Peptide Display Directed Assembly of Biopolymer Core-Silica Shell Particles.

The unique hierarchical core-shell structures of silica capsules contributing to delivery of active compounds have attracted broad interest. To overcome the limited cargo-loading capacity of silica capsules but harness the silica mediated cargo protection, Escherichia coli is engineered to efficiently assemble submicrometer-sized biopolyester particles (BPs) that densely display the positively charged RK1 peptide ((RKK)(4)G(3)Y), which mediates nucleation and growth of silica. The peptide-coated BPs are tested as biomimetic template and treatment with silica precursors results in formation of BP core-silica shell structures. Electron microscopy reveals changes in BP surface morphology consistent with silica shell formation further confirmed through Fourier transform infrared spectroscopy. Thermogravimetric analysis shows 0.10 g of silica shell per gram of BPs is formed, with no impact on crystallinity as assessed by X-ray diffraction.
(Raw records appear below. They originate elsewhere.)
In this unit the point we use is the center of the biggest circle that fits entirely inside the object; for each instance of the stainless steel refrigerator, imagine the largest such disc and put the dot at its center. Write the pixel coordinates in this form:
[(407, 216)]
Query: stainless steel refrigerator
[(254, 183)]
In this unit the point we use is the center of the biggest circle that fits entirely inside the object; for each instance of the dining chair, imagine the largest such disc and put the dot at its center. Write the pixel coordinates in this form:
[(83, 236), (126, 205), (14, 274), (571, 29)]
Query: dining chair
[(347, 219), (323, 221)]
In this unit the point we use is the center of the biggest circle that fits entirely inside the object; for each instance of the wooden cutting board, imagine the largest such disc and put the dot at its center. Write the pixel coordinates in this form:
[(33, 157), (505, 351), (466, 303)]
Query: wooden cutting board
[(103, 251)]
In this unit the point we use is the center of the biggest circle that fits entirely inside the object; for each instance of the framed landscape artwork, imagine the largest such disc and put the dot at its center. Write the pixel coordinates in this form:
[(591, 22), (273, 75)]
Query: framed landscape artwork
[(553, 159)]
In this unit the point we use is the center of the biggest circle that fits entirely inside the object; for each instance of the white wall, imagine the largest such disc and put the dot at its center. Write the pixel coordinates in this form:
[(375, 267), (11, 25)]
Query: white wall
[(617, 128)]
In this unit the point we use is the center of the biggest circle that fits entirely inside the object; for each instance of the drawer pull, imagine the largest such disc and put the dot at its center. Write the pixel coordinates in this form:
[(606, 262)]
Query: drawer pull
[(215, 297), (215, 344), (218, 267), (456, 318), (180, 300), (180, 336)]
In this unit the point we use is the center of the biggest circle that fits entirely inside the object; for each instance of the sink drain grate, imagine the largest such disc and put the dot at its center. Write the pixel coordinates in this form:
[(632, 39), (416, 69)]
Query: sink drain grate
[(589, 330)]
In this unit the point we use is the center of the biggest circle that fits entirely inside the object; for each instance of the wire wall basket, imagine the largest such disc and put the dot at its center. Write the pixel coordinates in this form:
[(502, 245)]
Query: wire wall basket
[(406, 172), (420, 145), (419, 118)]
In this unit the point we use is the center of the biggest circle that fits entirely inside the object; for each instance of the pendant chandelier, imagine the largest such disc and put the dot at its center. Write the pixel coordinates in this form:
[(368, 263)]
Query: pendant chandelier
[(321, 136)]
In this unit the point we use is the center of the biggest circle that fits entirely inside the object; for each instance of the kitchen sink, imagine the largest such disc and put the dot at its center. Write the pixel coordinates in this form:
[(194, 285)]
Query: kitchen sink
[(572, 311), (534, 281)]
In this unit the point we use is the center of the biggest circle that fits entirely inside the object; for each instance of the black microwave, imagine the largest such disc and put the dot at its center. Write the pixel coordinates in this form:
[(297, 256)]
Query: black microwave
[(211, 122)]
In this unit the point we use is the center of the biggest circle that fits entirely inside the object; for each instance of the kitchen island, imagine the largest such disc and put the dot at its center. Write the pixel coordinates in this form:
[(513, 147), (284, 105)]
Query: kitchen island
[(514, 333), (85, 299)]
The payload of the lipophilic biopolyester core for the lipophilic model compound, curcumin, increases to an encapsulation efficiency of 23.6%. Silica coating of BPs does not cause cytotoxicity and BPs show efficient cellular uptake. This study presents an innovative and environmentally benign approach for efficiently assembling robust biopolyester core-silica shell structures. The nontoxic polymer core provides drug payload capacity, protected by a silica coating ideal for controlled drug delivery applications.